A la vérité, le général de Gaulle ne s’embarrassa pas vraiment d’idéologie. Les mots en isme, il ne les prisait guère. C’est l’homme des circonstances. C’est le stratège. D’une grande capacité d’adaptation et de réaction. Un des traits forts du gaullisme c’est le rassemblement des hommes et le dépassement de la logique des partis. C’est surtout, toujours et encore, sa certaine idée de la France. Point d’idéologie là-dedans. Et puis il a une passion forte et un respect immense pour son pays et son peuple. Le seul chez qui on pourra retrouver un peu de cela c’est J. Chirac. Est-ce un hasard si ce sont les deux présidents préférés des Français ?

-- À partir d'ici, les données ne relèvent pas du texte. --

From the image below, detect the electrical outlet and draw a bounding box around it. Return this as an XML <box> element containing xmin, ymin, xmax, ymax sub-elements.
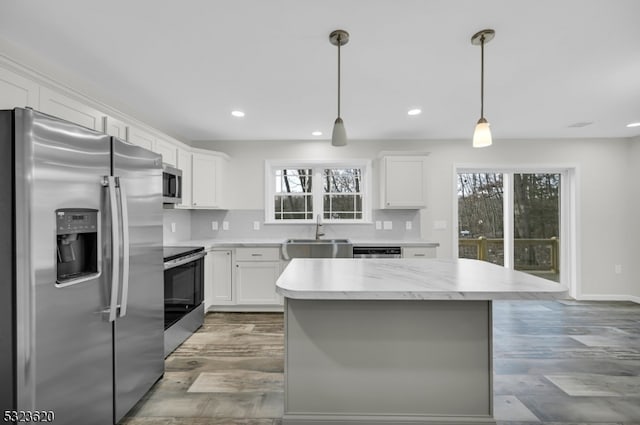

Alors après le départ du général en 1969 que devient le gaullisme ? Pompidou essaiera tant bien que mal de maintenir selon nous jusqu’à l’automne 70. Mais le gaullisme est mort avec son incarnation unique et inimitable, qui s’éteint le 9 novembre 1970 à La Boisserie, commune de Colombey-les-Deux Eglises.
A notre sens le dernier homme d’Etat gaulliste que la France ait connu, fut le regretté Philippe Séguin (décédé en 2010).
En lui préférant le libéral A. Juppé pour Matignon en 1995, J. Chirac reniera une grande partie de l’héritage.
Après tout on se ralliera bien volontiers à son fils l’amiral de Gaulle lorsqu’il estime : « C’était un être unique, sans successeur ni prédécesseur ».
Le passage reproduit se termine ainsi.